この先は交通の便が悪く、バスや電車で移動するより車を使った方が早い。不便な田舎。だから帰ってきたくなかったのだけれど。
まして幼なじみのーー大貴の運転する車で移動するなんて。あんなに酷い別れ方をしたのに。
空港から故郷まで車で2時間近くかかる。その時間は苦痛だったが、タクシー代もなく、大貴の送迎をありがたく受け入れることにしたのだ。

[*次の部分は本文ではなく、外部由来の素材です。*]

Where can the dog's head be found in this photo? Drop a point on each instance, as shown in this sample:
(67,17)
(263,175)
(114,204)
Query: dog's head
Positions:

出口から外へ出て、大貴を探す。長身で他の人より頭ひとつ抜き出ているからすぐに見つかった。黒髪の短髪は学生の頃から変わらなかった。
「よ」大貴が俺を見つけて手をあげた。
「……おう」
「車、こっち」
先に立って歩く大貴の後を追う。緊張したが、拍子抜けするくらい、彼は普通だった。
「……悪いな、こんな遠くまで」助手席に乗りシートベルトを締めながら、俺は言った。
「気にすんな。知ってんだろ。地元には店がないから、休みのたびによくこっちまで来るんだって」
それから大貴は、同級生が結婚したとか、家を継いだとか世間話をした。俺も相槌を打ったり笑ったりして表面上は学生時代に戻れたような気がしたが、あの話題には触れられないでいた。